Dans les Hauts-de-France, Morad Aït-Habbouche a filmé les conséquences du changement climatique. Sur terre comme en mer, dans les campagnes comme en ville, leurs habitants se voient contraints de s’adapter. « Sale Temps pour la planète » est diffusé lundi 5 février à 21.05 sur France 5.

« Sale Temps pour la planète : Le Nord en surchauffe ». © Elle Est Pas Belle La Vie

On commence la moisson, on est le 15 juillet. Quand j’avais l’âge d’Antoine [mon fils], on ne commençait jamais avant le 5-10 août.

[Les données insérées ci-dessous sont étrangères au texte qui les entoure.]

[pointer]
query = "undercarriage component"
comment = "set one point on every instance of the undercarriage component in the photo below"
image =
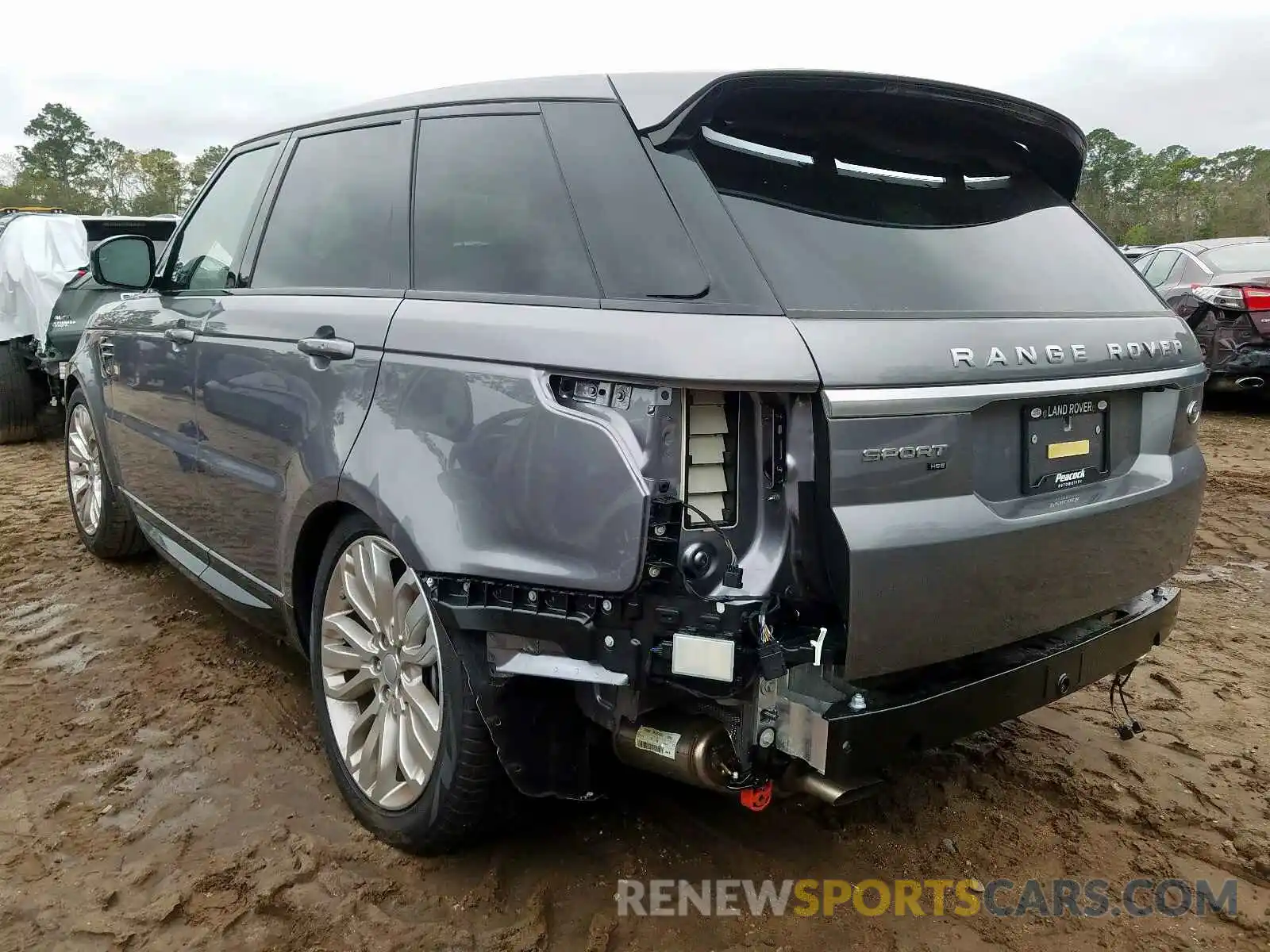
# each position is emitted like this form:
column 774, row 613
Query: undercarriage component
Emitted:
column 686, row 748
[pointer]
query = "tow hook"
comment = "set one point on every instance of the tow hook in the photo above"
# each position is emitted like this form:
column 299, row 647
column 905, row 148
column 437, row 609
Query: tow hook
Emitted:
column 757, row 799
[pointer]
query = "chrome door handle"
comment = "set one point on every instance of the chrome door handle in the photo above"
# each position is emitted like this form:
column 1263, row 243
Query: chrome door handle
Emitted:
column 330, row 348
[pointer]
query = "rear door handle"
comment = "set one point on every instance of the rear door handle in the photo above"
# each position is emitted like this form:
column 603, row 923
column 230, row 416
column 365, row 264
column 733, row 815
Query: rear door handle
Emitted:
column 330, row 348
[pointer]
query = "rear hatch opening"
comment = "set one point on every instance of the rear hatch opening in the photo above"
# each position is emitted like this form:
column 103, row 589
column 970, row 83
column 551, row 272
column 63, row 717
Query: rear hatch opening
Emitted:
column 922, row 240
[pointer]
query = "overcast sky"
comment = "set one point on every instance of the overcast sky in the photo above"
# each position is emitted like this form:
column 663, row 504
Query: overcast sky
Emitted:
column 188, row 75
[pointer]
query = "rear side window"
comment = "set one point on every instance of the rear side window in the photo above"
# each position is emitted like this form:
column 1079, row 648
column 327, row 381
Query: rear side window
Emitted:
column 1246, row 257
column 911, row 225
column 492, row 213
column 340, row 220
column 635, row 239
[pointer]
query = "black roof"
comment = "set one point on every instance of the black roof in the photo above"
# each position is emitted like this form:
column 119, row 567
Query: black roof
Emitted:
column 660, row 103
column 649, row 98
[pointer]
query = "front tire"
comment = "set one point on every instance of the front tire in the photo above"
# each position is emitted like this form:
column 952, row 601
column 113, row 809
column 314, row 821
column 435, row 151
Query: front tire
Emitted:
column 18, row 403
column 398, row 719
column 103, row 520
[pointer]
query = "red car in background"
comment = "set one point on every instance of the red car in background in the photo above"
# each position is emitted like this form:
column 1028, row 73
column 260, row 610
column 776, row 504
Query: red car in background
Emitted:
column 1222, row 289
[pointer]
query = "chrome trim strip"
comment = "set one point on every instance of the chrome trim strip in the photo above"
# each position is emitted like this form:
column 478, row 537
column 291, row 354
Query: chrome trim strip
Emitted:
column 965, row 397
column 560, row 668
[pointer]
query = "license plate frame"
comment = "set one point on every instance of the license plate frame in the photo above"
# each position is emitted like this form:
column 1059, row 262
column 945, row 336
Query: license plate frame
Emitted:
column 1064, row 443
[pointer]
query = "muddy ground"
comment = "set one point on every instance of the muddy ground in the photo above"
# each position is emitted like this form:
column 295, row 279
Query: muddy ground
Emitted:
column 160, row 786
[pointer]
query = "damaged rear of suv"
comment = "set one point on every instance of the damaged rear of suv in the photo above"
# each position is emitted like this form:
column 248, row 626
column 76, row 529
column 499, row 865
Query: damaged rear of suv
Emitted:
column 753, row 428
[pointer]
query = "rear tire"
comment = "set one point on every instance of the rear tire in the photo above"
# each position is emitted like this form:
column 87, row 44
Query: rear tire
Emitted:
column 376, row 659
column 18, row 419
column 102, row 517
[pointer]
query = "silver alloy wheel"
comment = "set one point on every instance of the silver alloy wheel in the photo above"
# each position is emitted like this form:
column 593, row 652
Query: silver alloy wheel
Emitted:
column 381, row 673
column 84, row 469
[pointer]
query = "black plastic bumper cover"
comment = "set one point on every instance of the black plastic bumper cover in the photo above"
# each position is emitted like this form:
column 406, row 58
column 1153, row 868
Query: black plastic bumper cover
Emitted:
column 945, row 702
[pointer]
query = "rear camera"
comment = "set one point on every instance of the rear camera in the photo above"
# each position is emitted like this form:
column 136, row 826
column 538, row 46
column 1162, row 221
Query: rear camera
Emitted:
column 698, row 560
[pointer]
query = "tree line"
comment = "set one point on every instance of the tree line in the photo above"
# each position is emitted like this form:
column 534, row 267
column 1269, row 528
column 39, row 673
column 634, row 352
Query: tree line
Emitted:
column 67, row 165
column 1141, row 198
column 1138, row 198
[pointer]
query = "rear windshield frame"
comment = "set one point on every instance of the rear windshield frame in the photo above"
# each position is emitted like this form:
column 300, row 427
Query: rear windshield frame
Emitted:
column 835, row 251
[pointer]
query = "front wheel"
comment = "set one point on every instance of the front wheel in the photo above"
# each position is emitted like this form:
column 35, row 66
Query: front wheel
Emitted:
column 102, row 517
column 399, row 723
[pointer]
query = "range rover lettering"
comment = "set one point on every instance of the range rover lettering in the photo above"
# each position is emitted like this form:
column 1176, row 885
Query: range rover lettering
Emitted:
column 596, row 419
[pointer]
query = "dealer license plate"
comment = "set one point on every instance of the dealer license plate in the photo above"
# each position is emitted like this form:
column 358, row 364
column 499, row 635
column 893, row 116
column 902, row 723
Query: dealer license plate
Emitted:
column 1064, row 443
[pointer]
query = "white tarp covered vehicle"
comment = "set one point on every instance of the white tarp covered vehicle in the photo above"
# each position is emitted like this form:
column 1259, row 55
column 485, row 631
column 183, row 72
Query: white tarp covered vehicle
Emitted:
column 38, row 254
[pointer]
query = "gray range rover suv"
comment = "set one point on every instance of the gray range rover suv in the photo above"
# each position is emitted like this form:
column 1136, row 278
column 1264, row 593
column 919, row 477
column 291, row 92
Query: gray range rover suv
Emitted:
column 751, row 429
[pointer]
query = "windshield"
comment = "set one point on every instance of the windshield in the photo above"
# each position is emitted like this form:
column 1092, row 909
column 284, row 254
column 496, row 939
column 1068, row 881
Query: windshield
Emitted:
column 922, row 226
column 1249, row 257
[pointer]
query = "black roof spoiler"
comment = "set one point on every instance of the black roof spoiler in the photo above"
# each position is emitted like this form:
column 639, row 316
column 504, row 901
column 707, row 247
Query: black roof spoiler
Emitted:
column 668, row 106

Thibaut Samier, agriculteur

« On voit bien à quel point les phénomènes sont de plus en plus violents, explique Thibaut, au volant de son tracteur. Les périodes de sec comme les périodes d’humide sont de plus en plus intenses. Preuve que c’est lié au réchauffement (…). Quand on se prend une vague de chaleur, des 35-38 °C, ici, les cultures qu’on a l’habitude de mettre en place ne sont pas du tout adaptées à ces climats-là. Et on se prend des stress et des pertes de rendement qui sont irrémédiables. Il suffit de deux ou trois jours à 38 °C pour entamer le potentiel d’une culture (…). On arrivera toujours à s’adapter. On s’adapte. Maintenant, c’est clair que, dans vingt ans, on ne fera pas le même métier qu’aujourd’hui. On en est parfaitement conscients. » S’adapter, encore et toujours. Mais à quel prix et dans quelles conditions ?
Au sortir de la Seconde Guerre mondiale, pour nourrir la population française, on n’hésita pas à imposer d’autres modèles agricoles plus rentables. Aux oubliettes les haies ou les talus, place aux vastes champs où des machines toujours plus grandes pouvaient aisément travailler. On louait les bienfaits de l’agriculture et de l’élevage intensifs. On se réjouissait des étals regorgeant de fruits, légumes, viande et poisson sans se préoccuper des conditions dans lesquelles ils avaient été cultivés, élevés ou pêchés. À ceux qui nous nourrissaient, on en demandait toujours plus. Plus de choix à moindre prix, en respectant les soi-disant attentes des consommateurs. Un produit formaté, calibré auquel nous avons un temps adhéré. Mais cela pouvait-il durer ? 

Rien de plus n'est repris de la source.